# multicast connection testing tool



## bbzz (Oct 18, 2011)

I'm looking for a good open source tool to measure multicast delay, jitter, packet loss, etc for clients on local network. I guess something like Multicast Beacon, but for local LAN. I have pretty much no idea what to look for so any suggestion is welcome.


----------



## ecazamir (Oct 18, 2011)

If you encounter packet loss for unicast traffic, you'll encounter for multicast too. I assume that the above statement can be reversed: You'll have packet loss for unicast traffic if you encounter packet loss for multicast traffic.

A very useful tool to measure delay/jitter/packet loss is benchmarks/iperf. For windows is available a wrapper with a graphical frontend, called "jperf".


----------



## bbzz (Oct 18, 2011)

Yeah I remembered about iperf soon after I posted, good stuff. Is there anything else I could try? 
Thanks

BTW, 





> If you encounter packet loss for unicast traffic, you'll encounter for multicast too. I assume that the above statement can be reversed: You'll have packet loss for unicast traffic if you encounter packet loss for multicast traffic.
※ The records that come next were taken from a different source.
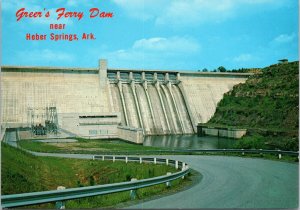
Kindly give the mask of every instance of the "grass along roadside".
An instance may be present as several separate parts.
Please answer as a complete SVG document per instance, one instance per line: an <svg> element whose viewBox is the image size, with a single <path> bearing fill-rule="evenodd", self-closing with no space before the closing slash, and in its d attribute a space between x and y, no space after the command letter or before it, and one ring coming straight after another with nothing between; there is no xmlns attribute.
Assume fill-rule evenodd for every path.
<svg viewBox="0 0 300 210"><path fill-rule="evenodd" d="M90 142L91 141L91 142ZM245 142L246 144L247 142ZM114 154L114 155L227 155L239 157L253 157L264 158L271 160L279 160L277 154L250 154L232 153L232 152L174 152L170 148L159 147L145 147L142 145L135 145L120 140L83 140L79 139L74 143L42 143L34 142L32 140L22 140L18 142L19 146L24 149L35 152L49 152L49 153L77 153L77 154ZM73 146L70 146L73 145ZM257 149L261 149L258 144ZM74 149L75 148L75 149ZM111 148L108 149L108 148ZM256 149L241 147L244 149ZM237 148L239 149L239 148ZM157 150L159 152L157 152ZM291 157L282 155L281 161L298 162L298 157Z"/></svg>
<svg viewBox="0 0 300 210"><path fill-rule="evenodd" d="M76 138L77 142L71 143L44 143L35 140L18 141L19 146L35 152L58 152L58 153L103 153L115 151L153 151L166 150L159 147L145 147L143 145L127 143L122 140L88 140Z"/></svg>
<svg viewBox="0 0 300 210"><path fill-rule="evenodd" d="M66 188L109 184L129 181L131 178L146 179L174 173L175 168L166 165L139 164L112 161L93 161L55 157L37 157L5 143L1 144L1 193L16 194ZM126 165L126 167L124 167ZM188 179L172 182L171 190L180 190L189 184ZM167 192L165 184L139 189L138 199ZM66 202L67 208L95 208L114 206L130 200L129 192ZM29 208L54 208L53 203L29 206Z"/></svg>

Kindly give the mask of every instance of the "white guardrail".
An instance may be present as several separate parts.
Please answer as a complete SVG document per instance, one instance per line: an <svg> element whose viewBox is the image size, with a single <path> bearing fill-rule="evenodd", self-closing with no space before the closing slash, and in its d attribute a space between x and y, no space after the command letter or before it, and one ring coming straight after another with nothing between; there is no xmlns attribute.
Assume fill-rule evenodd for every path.
<svg viewBox="0 0 300 210"><path fill-rule="evenodd" d="M134 156L114 156L114 155L95 155L93 160L112 160L127 162L150 162L154 164L172 165L176 169L181 169L173 174L158 176L149 179L121 182L115 184L96 185L80 188L69 188L63 190L50 190L42 192L21 193L13 195L2 195L2 208L11 208L18 206L28 206L34 204L42 204L49 202L66 201L78 198L91 197L96 195L105 195L122 191L136 190L139 188L149 187L162 183L169 183L172 180L184 178L189 172L189 167L186 163L178 160L170 160L155 157L134 157Z"/></svg>
<svg viewBox="0 0 300 210"><path fill-rule="evenodd" d="M281 159L283 155L299 157L299 152L297 151L285 151L285 150L266 150L266 149L165 149L165 150L134 150L130 152L123 151L113 151L105 152L106 155L119 154L119 155L130 155L130 154L273 154L278 155L278 158Z"/></svg>

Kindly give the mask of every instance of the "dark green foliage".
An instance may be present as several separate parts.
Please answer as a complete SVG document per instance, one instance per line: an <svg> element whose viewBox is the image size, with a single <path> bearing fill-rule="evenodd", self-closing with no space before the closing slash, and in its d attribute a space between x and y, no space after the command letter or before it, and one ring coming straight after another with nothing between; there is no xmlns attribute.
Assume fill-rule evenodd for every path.
<svg viewBox="0 0 300 210"><path fill-rule="evenodd" d="M219 72L226 72L226 68L224 66L218 67Z"/></svg>
<svg viewBox="0 0 300 210"><path fill-rule="evenodd" d="M236 148L243 149L267 149L262 136L246 136L241 141L237 141Z"/></svg>
<svg viewBox="0 0 300 210"><path fill-rule="evenodd" d="M90 181L90 186L94 186L95 185L95 179L93 176L89 177L89 181Z"/></svg>
<svg viewBox="0 0 300 210"><path fill-rule="evenodd" d="M77 180L77 187L83 187L83 185L81 184L80 180Z"/></svg>
<svg viewBox="0 0 300 210"><path fill-rule="evenodd" d="M154 176L154 168L149 168L148 176L149 177L153 177Z"/></svg>
<svg viewBox="0 0 300 210"><path fill-rule="evenodd" d="M126 181L130 181L132 179L132 176L130 174L126 174Z"/></svg>
<svg viewBox="0 0 300 210"><path fill-rule="evenodd" d="M298 150L299 62L272 65L234 86L208 124L249 129L239 148Z"/></svg>

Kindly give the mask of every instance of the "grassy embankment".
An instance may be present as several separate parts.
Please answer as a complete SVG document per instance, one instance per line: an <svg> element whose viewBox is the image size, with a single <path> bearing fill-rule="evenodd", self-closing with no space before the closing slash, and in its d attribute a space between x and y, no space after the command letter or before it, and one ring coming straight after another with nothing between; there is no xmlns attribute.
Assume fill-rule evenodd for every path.
<svg viewBox="0 0 300 210"><path fill-rule="evenodd" d="M299 62L272 65L219 102L207 125L247 128L236 148L298 151Z"/></svg>
<svg viewBox="0 0 300 210"><path fill-rule="evenodd" d="M93 154L118 154L118 152L147 154L153 150L167 150L167 148L146 147L139 144L127 143L122 140L89 140L82 138L72 143L44 143L33 140L22 140L18 144L27 150L35 152L56 152L56 153L93 153Z"/></svg>
<svg viewBox="0 0 300 210"><path fill-rule="evenodd" d="M131 178L146 179L175 172L171 166L139 164L112 161L93 161L55 157L36 157L27 152L1 144L1 193L15 194L54 190L57 186L66 188L91 186L128 181ZM189 178L175 180L167 189L165 184L139 189L138 199L155 194L172 192L190 183ZM129 201L129 192L66 202L66 208L92 208L115 206ZM30 206L30 208L54 208L54 204Z"/></svg>

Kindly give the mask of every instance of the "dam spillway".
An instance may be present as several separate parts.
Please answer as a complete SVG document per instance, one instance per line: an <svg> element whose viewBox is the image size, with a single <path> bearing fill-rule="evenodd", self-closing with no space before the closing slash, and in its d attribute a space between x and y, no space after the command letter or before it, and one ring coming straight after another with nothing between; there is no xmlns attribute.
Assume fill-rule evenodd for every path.
<svg viewBox="0 0 300 210"><path fill-rule="evenodd" d="M108 79L122 125L142 128L145 135L194 133L175 73L115 71Z"/></svg>
<svg viewBox="0 0 300 210"><path fill-rule="evenodd" d="M3 66L1 125L51 121L88 138L115 138L120 127L143 135L192 134L223 94L250 75L108 68L106 60L98 68Z"/></svg>

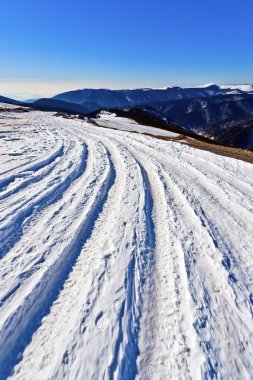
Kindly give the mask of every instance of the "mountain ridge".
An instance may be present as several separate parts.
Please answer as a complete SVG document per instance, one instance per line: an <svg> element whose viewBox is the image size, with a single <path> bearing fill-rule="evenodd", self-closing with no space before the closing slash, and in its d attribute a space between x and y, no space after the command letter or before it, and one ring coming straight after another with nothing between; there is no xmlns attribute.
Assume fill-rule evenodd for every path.
<svg viewBox="0 0 253 380"><path fill-rule="evenodd" d="M248 85L250 86L250 85ZM162 89L79 89L55 95L52 99L82 105L90 112L101 108L122 108L146 105L154 101L169 101L182 98L204 98L217 95L247 94L241 89L221 88L218 85L207 87L166 87ZM249 87L248 87L249 89ZM252 86L253 93L253 86ZM92 105L91 105L92 103Z"/></svg>

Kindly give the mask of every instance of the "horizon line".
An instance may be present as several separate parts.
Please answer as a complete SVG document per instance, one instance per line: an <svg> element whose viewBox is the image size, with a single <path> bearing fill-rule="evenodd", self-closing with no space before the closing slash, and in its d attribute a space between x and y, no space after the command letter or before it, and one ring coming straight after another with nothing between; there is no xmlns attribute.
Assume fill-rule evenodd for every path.
<svg viewBox="0 0 253 380"><path fill-rule="evenodd" d="M39 98L51 98L57 94L78 90L138 90L138 89L154 89L165 90L167 88L204 88L208 86L236 87L236 86L252 86L250 83L179 83L175 82L170 85L157 83L153 85L144 85L144 83L125 83L125 82L96 82L93 80L43 80L33 78L6 78L0 77L0 95L14 100L30 100Z"/></svg>

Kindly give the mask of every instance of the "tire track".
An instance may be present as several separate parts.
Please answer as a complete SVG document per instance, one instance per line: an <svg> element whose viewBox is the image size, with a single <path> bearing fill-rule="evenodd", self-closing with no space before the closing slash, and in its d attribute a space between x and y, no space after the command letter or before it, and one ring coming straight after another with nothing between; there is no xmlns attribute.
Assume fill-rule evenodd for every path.
<svg viewBox="0 0 253 380"><path fill-rule="evenodd" d="M138 162L143 178L145 215L145 234L138 237L135 233L136 250L128 263L124 288L126 298L119 310L119 334L115 344L113 359L109 365L109 379L134 379L137 375L137 359L140 354L138 338L141 328L142 307L147 282L152 283L154 272L155 230L152 219L153 199L147 172ZM139 246L139 242L143 245ZM124 328L123 328L124 326Z"/></svg>
<svg viewBox="0 0 253 380"><path fill-rule="evenodd" d="M217 249L217 245L215 244L215 240L213 240L212 234L210 234L210 231L208 231L208 224L203 224L201 215L199 215L196 210L196 204L189 202L189 198L185 198L184 192L178 187L177 181L173 182L175 178L173 176L168 175L165 172L165 178L167 178L167 181L169 181L169 189L170 192L172 192L172 196L170 198L170 204L172 205L172 210L175 215L175 221L179 223L180 225L187 225L186 220L190 218L190 220L194 221L196 220L196 225L199 225L198 229L202 230L202 233L204 234L204 237L202 239L198 239L199 233L196 231L196 235L194 237L194 229L193 229L193 223L191 226L190 231L184 231L182 229L182 235L179 235L179 231L177 232L177 235L179 237L180 246L181 246L181 252L184 255L185 258L185 267L188 277L188 284L189 284L189 290L192 296L192 299L195 303L195 322L194 327L196 329L196 332L199 336L201 347L203 349L203 352L206 356L206 364L204 366L205 370L203 371L203 377L206 378L216 378L219 376L222 376L224 368L225 373L235 374L238 372L238 368L236 367L235 363L232 361L230 362L230 368L226 367L227 359L224 360L224 354L225 357L229 356L229 352L227 351L227 348L222 347L222 342L220 342L219 338L217 339L216 335L216 329L220 328L221 325L223 325L224 329L227 329L226 334L227 339L225 341L230 341L230 344L233 344L234 347L238 347L238 343L240 342L240 335L237 332L234 332L234 335L230 335L229 331L229 325L237 325L240 323L241 329L244 330L244 336L247 337L251 334L250 330L248 329L247 325L242 323L240 312L236 311L237 309L237 298L240 298L240 296L244 296L244 294L237 289L235 292L233 282L228 282L228 285L230 285L229 288L225 288L222 286L222 283L226 283L226 280L224 280L225 276L225 270L221 270L218 265L219 261L217 261L216 256L217 253L220 255L221 252ZM175 187L176 186L176 187ZM173 187L175 187L175 191L173 190ZM178 197L178 195L179 197ZM183 199L184 206L187 206L186 210L189 210L190 215L189 216L183 216L185 207L182 208L180 211L180 204L181 199ZM191 200L192 200L191 195ZM182 227L181 227L182 228ZM190 234L193 234L193 238L189 239ZM201 244L199 244L199 241L201 241ZM209 241L209 242L208 242ZM204 242L207 243L206 247L204 248ZM179 248L180 249L180 248ZM205 260L207 262L205 265L207 265L207 268L205 268L205 265L203 267L203 250L204 252L207 252L208 254L204 254ZM198 263L198 264L197 264ZM198 266L200 267L198 268ZM205 271L203 272L203 269L205 268ZM203 276L202 273L205 273ZM219 273L219 274L218 274ZM217 277L219 276L219 277ZM199 283L202 284L202 287L199 288ZM210 293L210 289L213 290L212 293ZM224 318L223 323L220 325L215 320L215 317L213 315L213 308L212 303L217 302L217 296L219 296L220 289L223 290L222 298L223 298L223 313L220 313L220 319L222 319L222 315L224 315L224 312L226 308L231 310L231 316L228 318ZM231 291L232 290L232 291ZM218 292L218 295L216 295ZM247 294L247 292L246 292ZM234 300L234 297L236 299ZM216 301L215 301L216 299ZM219 297L218 297L219 299ZM246 313L247 310L250 309L249 301L247 298L246 301ZM242 305L241 305L242 307ZM232 312L234 310L234 312ZM238 315L239 314L239 315ZM226 314L225 314L226 315ZM234 317L233 317L234 315ZM240 321L240 322L239 322ZM225 327L226 326L226 327ZM225 332L223 331L223 334ZM232 343L233 342L233 343ZM248 349L252 351L253 347L251 345L248 346ZM223 352L223 355L220 354L220 352ZM230 355L231 355L231 349L230 349ZM241 355L242 360L245 360L243 366L246 368L249 368L250 363L247 361L246 357L243 358L243 354ZM242 366L242 363L240 364ZM239 373L238 373L239 375Z"/></svg>
<svg viewBox="0 0 253 380"><path fill-rule="evenodd" d="M53 254L56 250L57 239L61 241L63 247L62 236L64 235L67 244L70 239L68 235L72 234L69 229L73 228L73 222L70 220L68 224L63 224L63 221L67 217L78 217L86 205L87 199L92 196L92 186L94 186L92 184L95 183L96 178L99 179L103 172L103 165L97 168L93 159L93 156L99 159L99 155L103 154L99 147L96 148L96 152L93 152L91 146L88 148L88 161L83 176L71 183L64 193L64 197L59 198L50 208L46 208L40 213L39 218L38 215L34 215L26 222L29 226L25 229L22 239L15 249L2 259L0 268L0 279L4 280L4 287L2 289L0 287L2 303L13 296L15 289L19 288L41 267L49 265L48 258L53 256L53 260L57 256ZM83 201L77 199L76 193L83 197ZM44 231L42 235L41 229Z"/></svg>
<svg viewBox="0 0 253 380"><path fill-rule="evenodd" d="M17 194L18 191L23 190L27 188L30 184L37 183L41 180L44 179L45 176L49 175L52 170L55 168L57 165L57 160L62 157L64 154L64 147L63 145L53 154L48 160L44 160L40 162L40 164L37 164L36 167L33 167L33 169L26 169L22 171L20 174L17 174L16 176L13 176L11 178L8 178L6 180L3 180L0 183L0 188L2 186L2 190L0 192L4 192L4 194L0 195L0 201L3 199L6 199L13 195L14 193ZM46 169L44 172L41 174L38 174L36 177L34 176L34 173L37 171L40 171L41 169ZM32 174L27 173L27 172L32 172ZM31 178L26 179L28 175L32 175ZM16 180L20 181L23 180L22 183L17 185L16 187L13 187L12 189L8 190L7 187L12 183L15 182Z"/></svg>
<svg viewBox="0 0 253 380"><path fill-rule="evenodd" d="M69 187L70 183L75 181L80 177L86 168L87 160L87 149L83 146L81 158L79 164L66 175L64 180L58 180L58 183L55 185L54 182L57 181L57 177L52 181L52 185L49 186L44 194L39 195L35 200L31 200L30 204L25 207L12 217L12 219L3 224L0 227L0 239L2 241L0 247L0 259L5 256L9 250L21 239L22 236L22 224L30 217L36 210L36 213L40 213L45 207L51 206L56 202L60 197L63 197L64 192ZM50 188L51 187L51 188ZM11 214L12 215L12 214Z"/></svg>
<svg viewBox="0 0 253 380"><path fill-rule="evenodd" d="M24 305L3 326L0 340L8 345L8 352L0 348L0 368L4 378L11 374L14 365L20 360L21 352L30 342L43 317L49 313L53 302L57 299L81 252L82 246L91 235L92 228L102 211L114 180L115 172L109 158L109 170L106 178L102 182L86 218L80 224L72 241L53 265L48 268L35 289L27 297ZM55 276L55 274L58 275Z"/></svg>

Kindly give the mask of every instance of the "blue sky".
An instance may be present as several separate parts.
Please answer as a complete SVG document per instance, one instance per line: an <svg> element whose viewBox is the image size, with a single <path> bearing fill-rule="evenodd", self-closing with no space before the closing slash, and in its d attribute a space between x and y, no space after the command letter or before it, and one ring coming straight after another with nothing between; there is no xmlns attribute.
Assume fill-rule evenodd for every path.
<svg viewBox="0 0 253 380"><path fill-rule="evenodd" d="M252 0L9 0L0 94L253 83Z"/></svg>

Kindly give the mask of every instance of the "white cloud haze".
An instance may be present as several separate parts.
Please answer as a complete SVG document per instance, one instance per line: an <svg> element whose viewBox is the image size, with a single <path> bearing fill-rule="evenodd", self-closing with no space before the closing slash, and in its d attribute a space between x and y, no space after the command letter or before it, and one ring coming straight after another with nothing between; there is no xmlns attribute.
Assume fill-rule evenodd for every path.
<svg viewBox="0 0 253 380"><path fill-rule="evenodd" d="M163 87L164 84L149 84L151 87ZM137 88L147 87L144 83L96 82L93 80L41 80L0 77L0 95L18 100L51 97L64 91L83 88Z"/></svg>

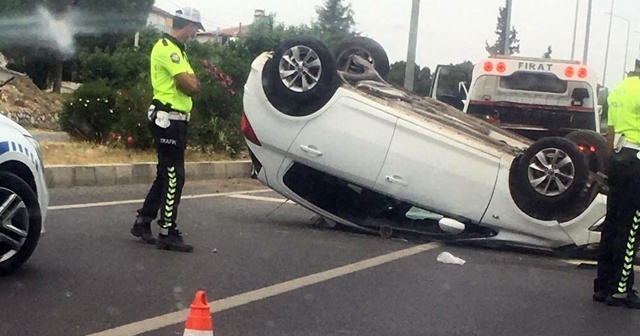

That may not be necessarily true.


----------



## ecazamir (Oct 18, 2011)

Of course, packet loss may occur on a single direction, if this is this case then unicast packet loss will definitely occur for a TCP connection. For UDP, it may be possible that the upstream (or downstream) packet flow to have no loss.
Please, let me know of other scenarios where multicast packet loss may occur AND a unicast TCP stream on the same network segment won't encounter loss.


----------



## bbzz (Oct 18, 2011)

How about a different QoS policy for two types of traffic.


----------